Ajang bergengsi yang diikuti 1.250 atlet dari berbagai daerah di Indonesia tersebut menjadi momentum penting bagi Pengurus Kabupaten (Pengkab) Taekwondo Indonesia (TI) Probolinggo untuk menunjukkan kemampuan atlet binaannya.
Dalam kompetisi tersebut, kontingen Kabupaten Probolinggo sukses membawa pulang total 11 medali yang terdiri dari 1 medali emas, 4 medali perak dan 6 medali perunggu. Capaian ini diraih dari dua kategori, yaitu kelas prestasi dan kelas semi prestasi.
Pada kelas prestasi, tiga medali perunggu berhasil disumbangkan oleh Mas Athallah Arjuna Pratama untuk kategori Kyorugi Cadet M+65 Kg, Aburizal Malik untuk kategori Kyorugi Junior M-48 Kg serta Quinn Narapati Ramadhan untuk kategori Kyorugi Junior M-51 Kg.
Sementara untuk kelas semi prestasi, atlet Kabupaten Probolinggo menorehkan hasil yang lebih gemilang.

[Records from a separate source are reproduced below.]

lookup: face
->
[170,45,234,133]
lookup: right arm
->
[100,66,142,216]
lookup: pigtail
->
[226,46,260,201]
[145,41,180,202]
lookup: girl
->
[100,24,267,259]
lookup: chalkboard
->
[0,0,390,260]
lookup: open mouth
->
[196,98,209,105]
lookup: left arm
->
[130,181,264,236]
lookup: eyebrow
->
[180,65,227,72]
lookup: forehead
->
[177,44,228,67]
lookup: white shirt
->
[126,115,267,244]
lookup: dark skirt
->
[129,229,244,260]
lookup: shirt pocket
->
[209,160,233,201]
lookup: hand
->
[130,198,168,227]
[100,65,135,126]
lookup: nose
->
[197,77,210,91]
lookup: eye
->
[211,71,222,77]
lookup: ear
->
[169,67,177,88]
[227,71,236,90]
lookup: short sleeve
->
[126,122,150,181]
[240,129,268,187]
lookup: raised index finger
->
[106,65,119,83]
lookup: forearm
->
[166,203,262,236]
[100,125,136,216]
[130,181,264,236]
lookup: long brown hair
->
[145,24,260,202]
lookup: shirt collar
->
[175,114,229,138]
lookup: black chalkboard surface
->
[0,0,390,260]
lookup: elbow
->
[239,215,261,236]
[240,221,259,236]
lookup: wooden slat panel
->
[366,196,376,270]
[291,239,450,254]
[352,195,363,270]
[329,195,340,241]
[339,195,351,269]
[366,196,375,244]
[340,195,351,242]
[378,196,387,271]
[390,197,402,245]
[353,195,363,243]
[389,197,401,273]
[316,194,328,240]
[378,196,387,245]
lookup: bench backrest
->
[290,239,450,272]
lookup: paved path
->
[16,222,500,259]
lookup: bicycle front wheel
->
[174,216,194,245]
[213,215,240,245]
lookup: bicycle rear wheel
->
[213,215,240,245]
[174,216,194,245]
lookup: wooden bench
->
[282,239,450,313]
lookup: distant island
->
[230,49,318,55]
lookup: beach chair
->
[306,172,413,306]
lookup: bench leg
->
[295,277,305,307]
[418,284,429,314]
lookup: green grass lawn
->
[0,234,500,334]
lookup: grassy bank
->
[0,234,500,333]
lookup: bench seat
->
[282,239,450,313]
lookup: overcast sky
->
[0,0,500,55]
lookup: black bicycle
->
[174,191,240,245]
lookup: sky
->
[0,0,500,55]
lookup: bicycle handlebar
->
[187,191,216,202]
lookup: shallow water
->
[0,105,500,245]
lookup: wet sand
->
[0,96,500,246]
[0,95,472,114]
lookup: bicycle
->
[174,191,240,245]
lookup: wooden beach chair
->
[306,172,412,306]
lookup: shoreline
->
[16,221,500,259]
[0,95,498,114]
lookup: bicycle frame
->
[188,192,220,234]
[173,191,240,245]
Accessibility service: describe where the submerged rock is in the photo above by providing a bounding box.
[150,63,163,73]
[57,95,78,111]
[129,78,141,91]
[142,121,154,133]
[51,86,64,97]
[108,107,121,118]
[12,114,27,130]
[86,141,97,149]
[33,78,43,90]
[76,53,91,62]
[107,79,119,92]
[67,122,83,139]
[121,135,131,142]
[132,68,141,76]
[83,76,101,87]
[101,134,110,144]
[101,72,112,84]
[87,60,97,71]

Satu medali emas berhasil diraih oleh Fakhri Khoirul Azam pada nomor Kyorugi Cadet M-45 Kg. Empat medali perak disumbangkan oleh Faby Carissa Ramadhani pada nomor Poomsae F Cadet, Avero Zein El Fikri pada nomor Poomsae M Cadet, Ramzi Aufa Raharjo pada nomor Poomsae M Junior serta Keenar Azkadina Maritza pada nomor Poomsae F Pra Cadet C.
Selain itu, tiga medali perunggu juga diraih oleh Naqiyya El Wardah Styawan pada nomor Kyorugi Cadet F-59 Kg, Moh Rifki Maulana pada nomor Kyorugi Junior M-51 Kg, serta Oryza Abhinaya pada nomor Poomsae F Pra Cadet C.
Ketua Pengkab TI Probolinggo Puja Kurniawan memberikan apresiasi dan penghargaan yang tinggi atas perjuangan para atlet yang sebagian besar masih berada pada tahap awal pengembangan. “Yang jelas ini atlet pemula yang baru saya tampilkan untuk mencari bibit atlet baru di Kabupaten Probolinggo,” ujarnya.
Menurut Puja, capaian ini menunjukkan potensi besar yang perlu terus dibina melalui pelatihan terarah dan partisipasi rutin dalam kompetisi tingkat regional maupun nasional.
“Keberhasilan ini menjadi modal penting bagi kami dalam mempersiapkan atlet masa depan yang dapat bersaing pada level lebih tinggi, sekaligus memperkuat pembinaan olahraga taekwondo di Kabupaten Probolinggo,” pungkasnya. (mel/fas)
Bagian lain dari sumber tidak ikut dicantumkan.